Sisi positifnya, suaranya dinaikkan hingga 11 setiap kali mobil berada di trek.
Dikutip dari Motorsport yang menugaskan reporternya menonton langsung film ini di bioskop Amerika Serikat, suara tersebut benar-benar membuat merinding.
Mengganti gigi atau menekan throttle lebih keras untuk melakukan overtake berulang kali digunakan.
Tapi positioning mobil, ketika adegan balapan akhirnya terjadi 90 menit setelah film diputar, ada di mana-mana dan tidak mungkin untuk diikuti.
Hanya sedikit dari hal ini yang dapat dikompensasikan dengan foto-foto indah menakjubkan dari mobil-mobil ikonik yang melaju melintasi pegunungan.
Namun terkait aspek terburuknya, teknologi CGI yang digunakan pada dua kecelakaan besar yang mendasari film ini terlalu kasar.
Kedua kecelakaan itu melibatkan sebuah mobil tunggal yang terbang di udara.
Dan, pada contoh pertama, terlihat jelas boneka mainan dilempar dari mobil tersebut, tidak seperti sosok manusia.
Ini membuat mood keluar dari momen yang seharusnya sangat berdampak, dan hampir membuat penulis artikel ini (dari Motorsport) terkikik melihat kualitas CGI yang seperti itu.
Kedua, insiden itu memang memiliki nilai kejutan signifikan karena melibatkan kematian sembilan penonton, termasuk lima anak-anak.
Tapi CGI gagal menyampaikan emosi apa pun yang diharapkan. Namun, dampak praktis setelahnya benar-benar mengerikan dan lebih dari sekadar kompensasi.
Jauh dari balapan, dua adegan ranjang dan sebuah akhir yang tidak memiliki resolusi nyata membuat penulis artikel dari Motorsport ini bingung.
Saat mobil Ferrari tidak berada di trek, kecepatannya juga sering turun hingga seperti merangkak.
Ada adegan Penelope Cruz yang menatap diam-diam ke jarak tengah yang berlangsung jauh lebih lama daripada yang diperlukan.
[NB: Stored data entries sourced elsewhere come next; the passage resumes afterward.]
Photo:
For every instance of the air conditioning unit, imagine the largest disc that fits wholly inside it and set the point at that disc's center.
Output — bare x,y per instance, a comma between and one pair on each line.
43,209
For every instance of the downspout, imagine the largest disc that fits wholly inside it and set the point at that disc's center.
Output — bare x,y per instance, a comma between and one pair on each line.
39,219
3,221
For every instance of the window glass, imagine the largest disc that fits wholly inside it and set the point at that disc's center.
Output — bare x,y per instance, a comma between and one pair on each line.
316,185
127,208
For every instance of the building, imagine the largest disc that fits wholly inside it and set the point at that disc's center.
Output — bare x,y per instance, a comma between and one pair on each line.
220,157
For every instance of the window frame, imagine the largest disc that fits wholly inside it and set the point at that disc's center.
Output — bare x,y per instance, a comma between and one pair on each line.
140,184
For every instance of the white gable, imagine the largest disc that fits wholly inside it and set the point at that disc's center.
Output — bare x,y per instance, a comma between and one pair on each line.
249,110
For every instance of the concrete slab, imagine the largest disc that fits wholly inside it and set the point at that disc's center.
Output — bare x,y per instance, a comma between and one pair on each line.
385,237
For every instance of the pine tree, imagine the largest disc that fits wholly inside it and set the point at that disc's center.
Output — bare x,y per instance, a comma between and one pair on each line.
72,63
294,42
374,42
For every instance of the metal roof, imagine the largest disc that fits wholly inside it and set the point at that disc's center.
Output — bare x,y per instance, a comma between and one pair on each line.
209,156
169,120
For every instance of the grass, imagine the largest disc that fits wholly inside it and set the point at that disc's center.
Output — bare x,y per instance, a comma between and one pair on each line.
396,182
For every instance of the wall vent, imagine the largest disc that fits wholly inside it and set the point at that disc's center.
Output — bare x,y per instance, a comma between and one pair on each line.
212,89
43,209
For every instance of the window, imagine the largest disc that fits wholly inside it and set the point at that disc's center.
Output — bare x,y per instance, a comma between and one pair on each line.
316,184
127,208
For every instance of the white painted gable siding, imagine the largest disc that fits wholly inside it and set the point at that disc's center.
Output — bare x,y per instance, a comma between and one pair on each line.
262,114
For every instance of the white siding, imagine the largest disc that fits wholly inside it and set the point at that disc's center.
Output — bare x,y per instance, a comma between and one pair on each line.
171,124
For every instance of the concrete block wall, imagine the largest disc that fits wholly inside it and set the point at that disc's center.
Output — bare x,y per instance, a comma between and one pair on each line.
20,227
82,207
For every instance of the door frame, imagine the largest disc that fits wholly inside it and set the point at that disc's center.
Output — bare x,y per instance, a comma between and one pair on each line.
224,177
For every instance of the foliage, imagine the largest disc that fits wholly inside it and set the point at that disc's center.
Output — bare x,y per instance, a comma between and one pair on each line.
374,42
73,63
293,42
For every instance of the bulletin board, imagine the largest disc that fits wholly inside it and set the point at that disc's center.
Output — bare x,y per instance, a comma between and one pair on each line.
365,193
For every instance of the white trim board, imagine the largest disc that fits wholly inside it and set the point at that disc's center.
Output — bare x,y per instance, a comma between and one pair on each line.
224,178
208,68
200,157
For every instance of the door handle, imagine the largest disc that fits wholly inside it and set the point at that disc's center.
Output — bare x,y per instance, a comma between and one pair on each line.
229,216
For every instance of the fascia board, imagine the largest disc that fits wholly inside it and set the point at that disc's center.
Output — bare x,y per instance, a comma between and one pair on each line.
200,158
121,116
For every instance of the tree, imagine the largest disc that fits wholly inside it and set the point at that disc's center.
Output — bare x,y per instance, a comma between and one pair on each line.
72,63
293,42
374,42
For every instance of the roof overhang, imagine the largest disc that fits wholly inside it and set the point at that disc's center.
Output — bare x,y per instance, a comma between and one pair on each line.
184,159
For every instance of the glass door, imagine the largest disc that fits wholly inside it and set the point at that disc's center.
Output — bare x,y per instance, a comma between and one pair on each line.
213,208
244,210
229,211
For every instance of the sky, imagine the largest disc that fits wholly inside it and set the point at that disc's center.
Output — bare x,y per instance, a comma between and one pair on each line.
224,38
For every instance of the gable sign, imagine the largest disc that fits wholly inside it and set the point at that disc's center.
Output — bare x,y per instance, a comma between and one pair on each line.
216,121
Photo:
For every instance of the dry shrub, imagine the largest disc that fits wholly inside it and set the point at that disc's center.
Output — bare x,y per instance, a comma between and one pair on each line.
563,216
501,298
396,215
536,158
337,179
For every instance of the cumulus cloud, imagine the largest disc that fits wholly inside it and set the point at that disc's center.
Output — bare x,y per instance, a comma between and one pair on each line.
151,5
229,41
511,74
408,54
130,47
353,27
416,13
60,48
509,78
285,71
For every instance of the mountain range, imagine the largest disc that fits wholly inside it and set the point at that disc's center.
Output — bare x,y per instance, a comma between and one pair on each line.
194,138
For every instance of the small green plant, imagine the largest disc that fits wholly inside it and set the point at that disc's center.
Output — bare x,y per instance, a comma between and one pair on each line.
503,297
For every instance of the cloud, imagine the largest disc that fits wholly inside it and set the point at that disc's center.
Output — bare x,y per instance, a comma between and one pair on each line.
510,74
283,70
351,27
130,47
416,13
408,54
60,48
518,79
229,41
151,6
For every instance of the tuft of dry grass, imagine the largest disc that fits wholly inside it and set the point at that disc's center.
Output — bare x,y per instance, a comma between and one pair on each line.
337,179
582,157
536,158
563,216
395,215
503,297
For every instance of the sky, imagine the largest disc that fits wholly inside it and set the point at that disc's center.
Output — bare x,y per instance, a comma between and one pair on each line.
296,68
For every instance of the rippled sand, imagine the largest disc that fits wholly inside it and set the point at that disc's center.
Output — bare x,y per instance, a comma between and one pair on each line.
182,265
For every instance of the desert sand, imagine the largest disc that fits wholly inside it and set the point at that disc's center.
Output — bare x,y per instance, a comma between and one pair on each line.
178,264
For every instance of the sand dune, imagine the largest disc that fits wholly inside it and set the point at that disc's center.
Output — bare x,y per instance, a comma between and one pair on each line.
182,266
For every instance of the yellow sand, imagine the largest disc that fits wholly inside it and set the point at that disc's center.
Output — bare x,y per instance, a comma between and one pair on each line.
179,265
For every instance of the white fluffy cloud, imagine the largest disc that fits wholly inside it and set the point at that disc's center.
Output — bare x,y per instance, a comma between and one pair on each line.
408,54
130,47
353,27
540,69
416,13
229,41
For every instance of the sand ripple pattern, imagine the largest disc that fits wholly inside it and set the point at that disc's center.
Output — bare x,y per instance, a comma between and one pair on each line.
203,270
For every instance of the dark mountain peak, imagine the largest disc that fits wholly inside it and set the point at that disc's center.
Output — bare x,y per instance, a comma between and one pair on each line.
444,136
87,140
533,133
Percakapan antara karakter utama tidak pernah gagal untuk memajukan cerita dan, seperti yang telah disebutkan, meskipun aktingnya unggul, namun seharusnya bisa diringkas.
Terlepas dari serangkaian hal negatif ini, Ferrari benar-benar memberikan wawasan menarik tentang salah satu periode paling brutal dalam sejarah balapan.
Bisakah segalanya berjalan lebih baik? Ya. Mungkinkah ada balapan yang lebih nyata? Ya.
Apakah balapan ekstra akan memberi manfaat pada cerita ini? Itu masih bisa diperdebatkan. Tentu saja, film ini masih jauh dari sempurna.
Apakah Anda akan menikmati film Ferrari atau tidak, pada akhirnya tergantung pada selera masing-masing.
Jika Anda menginginkan alur seperti film Rush (tahun 2013), Ferrari akan terasa kurang gereget dan tidak sepenuhnya memuaskan.
Tetapi jika Anda ingin melihat lebih banyak tentang Ferrari sebagai manusia daripada pabrikannya, film ini akan memberikan Anda gambaran tersebut.